Published by Random House Publishing Group on June 30, 2020
Genres: Latinx, Fantasy, Fiction, Gothic, Historical, Horror
Silvia Moreno-Garcia’s Mexican Gothic is a buzzy horror novel that I’ve seen featured all over Booktube and Bookstagram. Readers looking for a horror novel with an intelligent and assertive female protagonist should consider adding this to their Halloween reading lineup. Noemi Taboada receives a concerning letter from her cousin Catalina. Catalina has recently married Virgil Doyle, an Englishman, and moved into their family home called High Place located in the mountains near El Triunfo, Mexico. The Virgil family established themselves at High Place after operating a nearby silver mine.

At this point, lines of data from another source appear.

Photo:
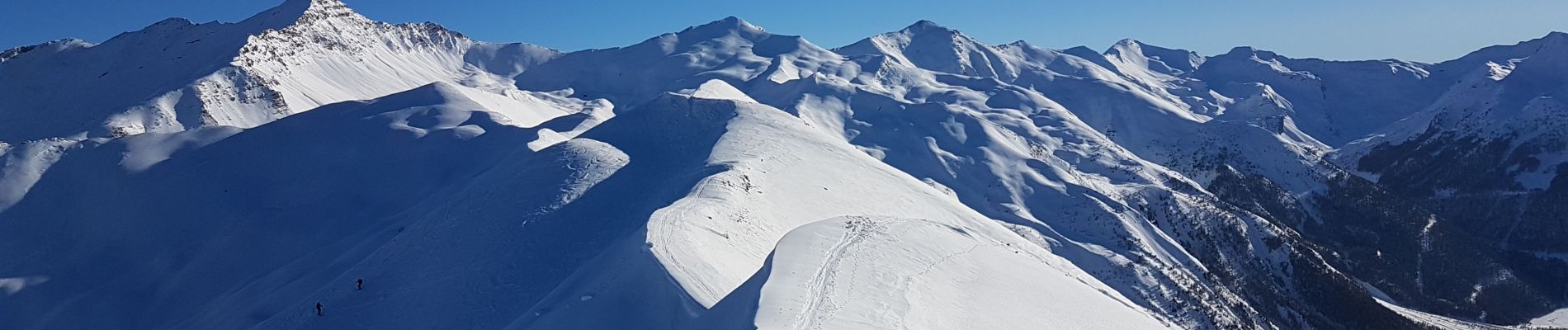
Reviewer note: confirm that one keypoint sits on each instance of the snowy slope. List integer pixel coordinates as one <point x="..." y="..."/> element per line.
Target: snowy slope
<point x="726" y="177"/>
<point x="177" y="74"/>
<point x="909" y="274"/>
<point x="438" y="182"/>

In the letter Catalina claims that Virgil is trying to poison her. Noemi’s father sends her to High Place to check in on her cousin. While at High Place Noemi is allowed little contact with her cousin, who is supposedly suffering from consumption. The house is very creepy and depressing. Most of the Virgil family is less than welcoming. The Virgil family is led by the patriarch Florence Doyle who spends most of his time hidden away in his private wing. The only friend Noemi makes is Virgil’s brother Francis. The novel follows Noemi solving the mystery of the Doyle family and uncovering the secrets within High Place.
I really enjoyed the character of Noemi, who is an intelligent and strong female protagonist. Too often in horror novels the main characters are either too helpless or too naive about the peril they’re in. There was excellent body horror in the later portions of the book. Some gnarly descriptions of a particular character’s body in the later portions of the book were wonderfully repulsive. There are also some dark dream sequences that I enjoyed. The book has themes of colonialism. The Doyle family has set up their home in Mexico to run a mine and Florence is an avid supporter of racial eugenic theories. High House is almost a character itself in the novel. The descriptions of the home and its impact on the mood and characters is strong and reminiscent of gothic classics (major Fall of the House of Usher vibes).
My biggest critique with the novel is how the big twist is handled. I saw the answer to the main mystery from a mile away and assumed there would be another surprise layer to the story. Unfortunately, it played out exactly as I predicted. Moreno-Garcia leaves too many obvious hints. I expect most readers will figure out what is going on before they even make it halfway through the novel. For me horror novels where the plot centers around a mystery need to deliver an unexpected answer. Authors need to balance having the mystery be solvable while also making the mystery clever enough that most readers will be surprised when they discover the answer.
Mexican Gothic did not wow me as much as I expected it to. There are great aspects to the novel, but the too easy to solve mystery really soured my opinion. However, if you want a Halloween book with a Latinx protagonist or a recent release with gothic elements this may be worth the read. Hopefully the Hulu adaptation of Mexican Gothic will do a better job of making the story’s twist less obvious.